Tuesday, November 23, 2010

A poem from high school

HALLMARK FOR THE REALISTS


L is for the letters I wrote you when I was drunk and in the mood for some Nyquil and bean burritos, watching late night talk shows and wondering how celebrities maintain relationships through their sphincter-tight work schedules and the paparazzi in their toilets watching them take a morning load off. We were on a time-out but that didn’t mean we couldn’t still fuck and correspond through the buzzing screens of our modern technological advancements, and this being so, I sometimes felt the need to allow the old carpal tunnel to take a nap and exercise my writing hand in an ever-so-quickly-socially-declining snail mail note with which I would seal with a kiss-my-ass and a distant spray of perfume, hoping that you would respond in the same fashion rather than tapping out a lethargic “thanks” on your cordless, wireless, weightless cellular telephone, which I would never respond to, but rather revolt against you and send you another letter.
O is for the office in which we met, cubicles side by side, occasionally smiling inside of our headsets, drowning in the dull hums of oversized, white calculators and the chitter chatter of our coworkers, who sounded like rats, who looked like rats, who were talked about on our lunch breaks given to us far too early in the day over moth-eaten bologna sandwiches with too little mustard and coffees with too little cream. We felt naughty taking even a second over the allotted break time, and at least once a day, while we were still eating lunch at the same table, the need to use one of the stalls in the fourth floor men’s bathroom together was considerable.
V is for the first Valentines Day that would at last, pertain to you and I individually, but secretly mattered to neither of us, as we spent the day chained to our desks from nine to five, trying to smile genuinely as we punched out simultaneously, creeping into our own cars to follow the cheeses in a maze to our separate houses, I wore the pearls you bought me and touched them like they were real, and you wore a pretentious suit with pinstripes, and when you arrived at my door, the sun’s skin starting to prune, I was certainly embarrassed to be seen in your arm, but I put mine in yours with a sense of duty, throwing myself out the door, awkwardly into your car rather than my own.
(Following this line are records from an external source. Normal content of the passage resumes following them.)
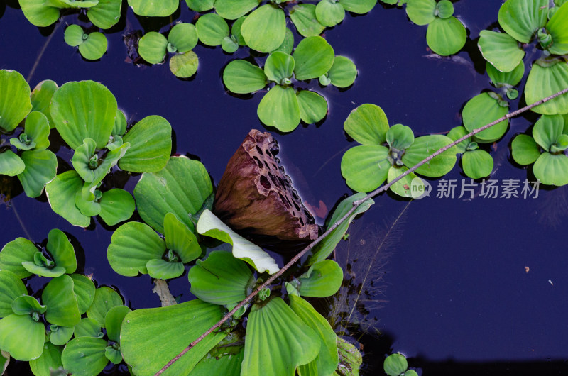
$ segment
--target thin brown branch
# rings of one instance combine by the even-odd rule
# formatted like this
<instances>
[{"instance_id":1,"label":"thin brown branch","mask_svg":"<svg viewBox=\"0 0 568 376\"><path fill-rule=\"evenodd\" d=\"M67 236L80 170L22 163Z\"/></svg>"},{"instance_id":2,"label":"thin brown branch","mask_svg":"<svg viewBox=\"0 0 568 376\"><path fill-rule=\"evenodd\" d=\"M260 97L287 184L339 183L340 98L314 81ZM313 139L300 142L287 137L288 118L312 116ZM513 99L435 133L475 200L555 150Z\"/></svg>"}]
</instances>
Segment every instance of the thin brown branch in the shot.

At dinner we tried as best we could to fill the air with noise, in a fit of politeness, trying to convince ourselves that we weren’t already like the comatose couple at the table in the corner, I had an itch on my thigh and debated on whether or not I should consider scratching it in some way, but instead excused myself to the ladies room, to powder my nose, defeated.
E is for the early morning shags at your apartment, very loudly, yet quiet enough not to wake your cockroach roommates, afterwards pretending that your mouth didn’t smell like your dog had unashamedly relieved himself on your tongue, but when you leaned in for a kiss, I dived into your neck, your unshaven hair-spears at the ready to attack me, but the offense was well worth it against the experience of unpleasant salival exchanges. Never wanting to be the first one to rise, I would wait until your ass was scratched, rising to the bathroom, shaking the dandruff off your head, and I would slip on clothes while your back was turned, despite the ridiculousness of the act, considering you had seen it all, but maybe it wasn’t my undesirables I was covering. After all, we’re over, aren’t we?